Clara, in particular, grew a character. In the back half of S7 she was a plot device, a mystery for the Doctor to solve, and the writers gave her whatever traits would be useful in any given episode. Things happened to her, but they didn’t seem to have much of an effect on her. A big part of the problem was, she didn’t seem to want anything. She was drifting through life with no clearly defined goals. Which was similar to Rose before she met the Doctor, but unlike Rose, Clara didn’t seem dissatisfied with her lot. Rather, she seemed to be waiting patiently for her real life to begin.
This year, though, Clara wants something. Even better, she wants two things that are, during a good chunk of the series, incompatible. How she deals with wanting both to keep travelling with the Doctor and a relationship with Danny Pink at home shows her character. It’s not the best character, but the fact that she fucks it up makes her more like a real person and less like a plot device.
As good as it was in a lot of way, there were some missed opportunities. In particular, to do with U.N.I.T. It’s obvious that Moffat wanted to echo Season 8 of the classic series, and on a superficial level, he did. The Master is a presence, U.N.I.T. makes an appearance, and in some ways, the way the Doctor’s grumpiness plays off Clara’s enthusiasm echoes the Third Doctor’s interaction with Jo.
But in a bigger way, he failed. Because Season 8 was about building the U.N.I.T. family. It wasn’t just the Doctor and Jo with occasional encounters with the Brig, it was about the Doctor interacting with these people on a daily basis. It was about forming relationships, so that when Benton or Yates went into harm’s way, we were worried about them, too.

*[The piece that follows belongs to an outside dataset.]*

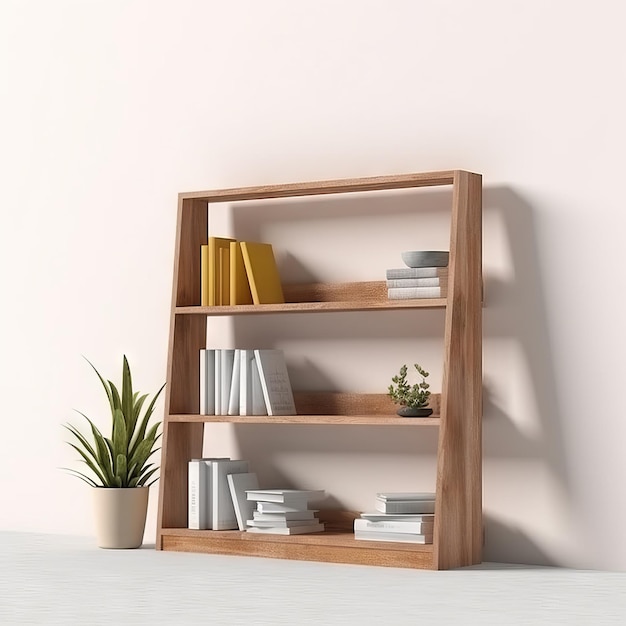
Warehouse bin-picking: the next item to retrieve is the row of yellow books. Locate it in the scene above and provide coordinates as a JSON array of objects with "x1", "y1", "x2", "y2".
[{"x1": 200, "y1": 237, "x2": 285, "y2": 306}]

Contrast that with Series 8. U.N.I.T. shows up for the last two-parter. A character we’ve never met before gets killed off within a few minutes of our acquaintance, and it means nothing. How much more impact would that have had if this was a character we knew and cared about?
Also, having the 3W plot appear only when it becomes relevant to the Doctor and Clara is a major missed opportunity, both to build intrigue and to integrate the U.N.I.T. characters into the story throughout the series.
Contrast Series 8 with the Master’s previous outing as series villain. References to “Mr. Saxon” were seeded into the episodes, starting as far back as the previous series, but more frequently as Series 3 progressed.
There could have been a lot of ways to integrate 3W in a similar way. Clara could have a conversation with her gran about end-of-life planning, or with her dad about something he read in the paper. It could have appeared in a headline or an ad in the paper. On a bigger scale, Clara and/or the Doctor could have an encounter with the U.N.I.T. team that’s investigating it, or Clara is called in for an inexplicable interview with Kate Stewart, or any of a lot of different things to make it obvious that something big is going on.
Because the premise of the two-parter is big. It’s so big that for Clara, and by extension the viewers, should have seen signs of it in the world around her. Not only that, but the story could have brought the U.N.I.T. team in as a part of the series as a whole, not only its last story.
(Also, they should have totally brought Katy Manning in for a cameo.)